Home » Grant allows Cranbrook Food Recovery to help programs

Posted: May 6, 2020

Grant allows Cranbrook Food Recovery to help programs

Cranbrook Food Recovery, a program of Community Connections Society of Southeast BC, is pleased to announce it has received a grant of $40,000 from Community Food Centres Canada’s Good Food Access Fund.

The grant will enable Cranbrook Food Recovery to distribute grocery store gift cards to local community programs and to school food programs.

Combined with the food recovered by Cranbrook Food Recovery, the gift cards will allow programs and community members in need to purchase essentials at local grocery stores.  Funding is provided in part by the Government of Canada’s Local Food Infrastructure Fund, as part of the Food Policy for Canada. The fund aims to strengthen food systems and facilitate access to safe and nutritious food for at-risk populations.

“Cranbrook Food Recovery partners every day of the year with local community programs and schools to offer fresh produce, dairy and meat to people in need. With funding from the Good Food Access Fund, we hope to supplement those groceries with gift cards that will allow community members struggling with the economic effects of COVID-19 to buy the essentials their households need. Local community programs who have clients in need are encouraged to contact us at [email protected] for a link to the gift card registration form,” said Meredith Funston, Program Coordinator for Cranbrook Food Recovery.

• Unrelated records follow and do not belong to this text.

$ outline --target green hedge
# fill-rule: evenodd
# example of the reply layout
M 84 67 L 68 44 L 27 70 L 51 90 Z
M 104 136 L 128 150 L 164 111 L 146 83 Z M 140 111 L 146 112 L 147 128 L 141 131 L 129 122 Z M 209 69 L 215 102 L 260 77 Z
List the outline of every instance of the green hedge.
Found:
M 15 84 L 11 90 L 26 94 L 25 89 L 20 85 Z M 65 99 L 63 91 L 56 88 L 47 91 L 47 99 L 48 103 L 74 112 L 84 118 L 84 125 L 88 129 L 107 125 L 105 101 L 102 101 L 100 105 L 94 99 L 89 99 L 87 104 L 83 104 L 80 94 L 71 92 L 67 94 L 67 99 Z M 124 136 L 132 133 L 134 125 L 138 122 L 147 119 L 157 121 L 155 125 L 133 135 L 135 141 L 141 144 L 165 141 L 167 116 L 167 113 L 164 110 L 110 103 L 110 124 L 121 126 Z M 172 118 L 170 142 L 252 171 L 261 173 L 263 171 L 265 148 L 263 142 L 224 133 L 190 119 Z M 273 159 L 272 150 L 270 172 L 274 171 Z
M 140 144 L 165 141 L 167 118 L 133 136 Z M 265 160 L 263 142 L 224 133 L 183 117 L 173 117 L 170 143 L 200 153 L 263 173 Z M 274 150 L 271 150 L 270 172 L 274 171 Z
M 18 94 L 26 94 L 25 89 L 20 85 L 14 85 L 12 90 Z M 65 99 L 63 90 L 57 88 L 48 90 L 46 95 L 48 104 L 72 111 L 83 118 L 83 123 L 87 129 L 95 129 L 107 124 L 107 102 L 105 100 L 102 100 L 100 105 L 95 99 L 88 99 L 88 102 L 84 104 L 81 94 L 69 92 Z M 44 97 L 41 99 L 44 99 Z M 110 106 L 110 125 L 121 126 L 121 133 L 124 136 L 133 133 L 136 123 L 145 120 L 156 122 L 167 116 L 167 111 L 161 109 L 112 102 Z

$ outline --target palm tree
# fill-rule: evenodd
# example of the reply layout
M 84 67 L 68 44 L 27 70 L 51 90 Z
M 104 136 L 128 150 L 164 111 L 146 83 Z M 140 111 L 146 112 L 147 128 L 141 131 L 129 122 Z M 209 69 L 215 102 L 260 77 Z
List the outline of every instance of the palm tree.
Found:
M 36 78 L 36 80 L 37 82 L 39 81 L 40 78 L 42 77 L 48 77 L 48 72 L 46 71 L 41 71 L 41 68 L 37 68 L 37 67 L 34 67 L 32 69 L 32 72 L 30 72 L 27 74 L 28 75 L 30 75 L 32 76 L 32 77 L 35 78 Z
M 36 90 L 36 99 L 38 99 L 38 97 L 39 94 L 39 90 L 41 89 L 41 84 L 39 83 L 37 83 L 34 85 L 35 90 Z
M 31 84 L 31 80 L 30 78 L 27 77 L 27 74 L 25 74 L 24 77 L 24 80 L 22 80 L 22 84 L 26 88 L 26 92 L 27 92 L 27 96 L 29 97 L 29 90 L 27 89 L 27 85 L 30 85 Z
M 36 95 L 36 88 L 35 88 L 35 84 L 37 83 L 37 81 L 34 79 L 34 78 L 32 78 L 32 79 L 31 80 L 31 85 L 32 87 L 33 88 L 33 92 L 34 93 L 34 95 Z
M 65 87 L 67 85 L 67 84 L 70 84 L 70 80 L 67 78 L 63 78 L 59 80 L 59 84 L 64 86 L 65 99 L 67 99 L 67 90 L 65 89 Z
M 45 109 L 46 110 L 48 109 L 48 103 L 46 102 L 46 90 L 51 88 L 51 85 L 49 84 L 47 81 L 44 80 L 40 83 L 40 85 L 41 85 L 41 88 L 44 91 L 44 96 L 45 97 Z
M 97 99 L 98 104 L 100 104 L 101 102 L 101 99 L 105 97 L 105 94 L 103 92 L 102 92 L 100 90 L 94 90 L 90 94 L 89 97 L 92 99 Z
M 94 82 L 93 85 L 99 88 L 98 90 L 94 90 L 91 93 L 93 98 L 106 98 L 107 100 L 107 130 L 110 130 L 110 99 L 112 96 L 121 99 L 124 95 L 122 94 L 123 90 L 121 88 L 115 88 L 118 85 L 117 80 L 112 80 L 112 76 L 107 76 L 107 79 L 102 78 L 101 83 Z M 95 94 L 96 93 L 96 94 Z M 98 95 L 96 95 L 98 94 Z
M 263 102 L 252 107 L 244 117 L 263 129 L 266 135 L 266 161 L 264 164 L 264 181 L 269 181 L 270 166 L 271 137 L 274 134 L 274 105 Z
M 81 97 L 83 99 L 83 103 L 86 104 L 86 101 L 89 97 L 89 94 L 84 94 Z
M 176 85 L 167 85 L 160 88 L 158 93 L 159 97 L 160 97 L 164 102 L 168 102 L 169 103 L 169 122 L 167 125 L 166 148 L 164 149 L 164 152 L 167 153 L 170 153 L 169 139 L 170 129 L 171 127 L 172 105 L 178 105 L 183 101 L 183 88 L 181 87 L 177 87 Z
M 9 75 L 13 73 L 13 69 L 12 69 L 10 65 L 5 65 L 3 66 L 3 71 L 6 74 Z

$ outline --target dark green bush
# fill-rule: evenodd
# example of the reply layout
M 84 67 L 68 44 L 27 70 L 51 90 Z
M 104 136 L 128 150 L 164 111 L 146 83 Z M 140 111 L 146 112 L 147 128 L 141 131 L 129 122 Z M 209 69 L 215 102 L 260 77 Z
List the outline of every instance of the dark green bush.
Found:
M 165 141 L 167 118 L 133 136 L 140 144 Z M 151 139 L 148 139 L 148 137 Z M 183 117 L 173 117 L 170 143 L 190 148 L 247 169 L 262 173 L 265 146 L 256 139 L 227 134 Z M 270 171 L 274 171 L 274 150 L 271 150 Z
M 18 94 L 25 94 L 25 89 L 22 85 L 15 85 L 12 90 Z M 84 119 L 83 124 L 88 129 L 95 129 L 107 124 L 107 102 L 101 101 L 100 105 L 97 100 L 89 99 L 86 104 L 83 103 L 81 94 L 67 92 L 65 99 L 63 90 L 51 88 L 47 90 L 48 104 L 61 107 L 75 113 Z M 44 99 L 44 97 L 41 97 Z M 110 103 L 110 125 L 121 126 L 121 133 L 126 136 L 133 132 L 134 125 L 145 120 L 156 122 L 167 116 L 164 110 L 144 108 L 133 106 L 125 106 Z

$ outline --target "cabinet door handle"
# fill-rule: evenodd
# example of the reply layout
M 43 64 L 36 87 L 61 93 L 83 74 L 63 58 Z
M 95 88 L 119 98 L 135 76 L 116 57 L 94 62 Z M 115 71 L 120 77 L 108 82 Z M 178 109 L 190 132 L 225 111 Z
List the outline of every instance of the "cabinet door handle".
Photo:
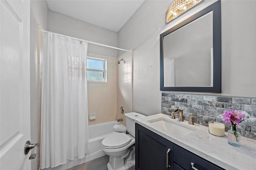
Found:
M 195 168 L 195 167 L 194 166 L 194 163 L 191 162 L 191 168 L 194 170 L 199 170 L 198 169 Z
M 171 168 L 171 166 L 169 165 L 169 161 L 168 158 L 168 156 L 169 155 L 169 152 L 171 151 L 171 149 L 170 148 L 168 148 L 168 150 L 167 150 L 167 152 L 166 152 L 166 168 L 168 169 Z

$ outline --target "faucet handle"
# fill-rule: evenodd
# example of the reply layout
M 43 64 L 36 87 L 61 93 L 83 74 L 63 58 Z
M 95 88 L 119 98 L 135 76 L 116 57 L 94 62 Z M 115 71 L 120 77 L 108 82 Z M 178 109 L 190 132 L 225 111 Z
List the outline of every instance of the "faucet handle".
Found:
M 174 115 L 174 111 L 172 112 L 172 115 L 171 116 L 171 118 L 172 119 L 175 119 L 175 116 Z
M 193 118 L 194 117 L 196 117 L 197 118 L 199 118 L 199 116 L 196 115 L 190 115 L 189 116 L 189 121 L 188 122 L 188 124 L 194 124 L 194 122 L 193 122 Z
M 180 114 L 180 117 L 179 117 L 179 121 L 180 122 L 183 122 L 183 110 L 180 110 L 178 112 Z

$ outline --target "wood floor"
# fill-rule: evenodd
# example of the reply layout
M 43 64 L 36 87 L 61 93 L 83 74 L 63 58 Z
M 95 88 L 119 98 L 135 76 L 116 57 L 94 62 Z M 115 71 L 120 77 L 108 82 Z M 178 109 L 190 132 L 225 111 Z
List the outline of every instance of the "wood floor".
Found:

“Food insecurity was already an urgent problem before the COVID-19 crisis, with one in eight Canadians struggling to put food on the table. In a time of national crisis, it is in our nature as Canadians to do what we can for our most vulnerable neighbours. We are grateful to the Government of Canada for their quick response, as well as the many corporate partners and generous donors who have stepped forward,” said Nick Saul, CEO of Community Food Centres Canada.

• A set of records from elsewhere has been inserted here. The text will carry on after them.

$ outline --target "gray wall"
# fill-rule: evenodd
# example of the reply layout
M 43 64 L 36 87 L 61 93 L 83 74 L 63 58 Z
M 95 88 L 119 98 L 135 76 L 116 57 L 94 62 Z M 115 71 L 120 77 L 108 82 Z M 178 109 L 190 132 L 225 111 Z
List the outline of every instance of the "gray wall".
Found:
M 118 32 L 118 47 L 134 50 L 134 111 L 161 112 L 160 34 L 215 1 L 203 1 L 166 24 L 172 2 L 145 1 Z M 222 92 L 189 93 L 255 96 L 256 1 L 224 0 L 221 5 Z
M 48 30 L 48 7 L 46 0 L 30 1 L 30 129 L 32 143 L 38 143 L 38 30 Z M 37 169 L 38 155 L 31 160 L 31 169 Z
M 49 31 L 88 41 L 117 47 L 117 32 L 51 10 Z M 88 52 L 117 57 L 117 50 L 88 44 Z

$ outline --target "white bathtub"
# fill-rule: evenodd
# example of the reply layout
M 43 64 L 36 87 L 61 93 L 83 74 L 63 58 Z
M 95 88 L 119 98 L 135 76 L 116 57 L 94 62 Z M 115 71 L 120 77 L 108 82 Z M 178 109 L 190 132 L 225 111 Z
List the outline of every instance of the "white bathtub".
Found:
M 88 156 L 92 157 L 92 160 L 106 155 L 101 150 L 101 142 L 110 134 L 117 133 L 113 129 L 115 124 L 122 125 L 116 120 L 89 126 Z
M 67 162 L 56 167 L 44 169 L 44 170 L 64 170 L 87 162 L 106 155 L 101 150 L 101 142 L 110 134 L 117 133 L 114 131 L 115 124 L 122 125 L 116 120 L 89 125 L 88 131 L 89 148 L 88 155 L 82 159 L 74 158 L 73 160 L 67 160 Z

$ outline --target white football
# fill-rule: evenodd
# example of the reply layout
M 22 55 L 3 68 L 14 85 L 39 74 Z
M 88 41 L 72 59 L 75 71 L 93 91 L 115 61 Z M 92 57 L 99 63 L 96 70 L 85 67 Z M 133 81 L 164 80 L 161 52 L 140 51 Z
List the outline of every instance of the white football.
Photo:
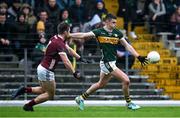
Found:
M 157 51 L 151 51 L 148 53 L 147 59 L 150 63 L 157 63 L 160 60 L 160 55 Z

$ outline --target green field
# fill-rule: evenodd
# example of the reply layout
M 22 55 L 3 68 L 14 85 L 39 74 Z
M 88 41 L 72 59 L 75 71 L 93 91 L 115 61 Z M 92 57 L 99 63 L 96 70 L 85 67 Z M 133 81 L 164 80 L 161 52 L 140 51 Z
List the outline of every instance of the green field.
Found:
M 0 107 L 0 117 L 180 117 L 180 107 L 142 107 L 133 111 L 126 107 L 89 106 L 84 111 L 77 107 L 36 106 L 34 112 L 21 107 Z

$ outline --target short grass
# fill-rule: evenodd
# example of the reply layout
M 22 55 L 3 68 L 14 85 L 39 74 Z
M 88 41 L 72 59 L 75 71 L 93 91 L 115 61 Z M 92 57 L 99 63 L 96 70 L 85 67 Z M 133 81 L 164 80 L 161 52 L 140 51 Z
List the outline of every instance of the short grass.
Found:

“The Good Food Access Fund aims to make sure that as many people as possible will be able to get the food that they need. And while we must deal with the current circumstances, CFCC remains committed to advancing policy change that addresses the underlying causes of food insecurity and poverty in Canada. We can’t forget that structural inequity is at the core of so many of the challenges that Canadians face, a fact which painfully confronts us when an emergency like this occurs.”

Community Food Centres Canada builds health, belonging and social justice in low-income communities through the power of food. We work with 13 Community Food Centres and 183 Good Food Organizations in 175 communities across Canada

Our Good Food Access Fund was established to provide emergency relief during this time of national crisis to our most vulnerable neighbours.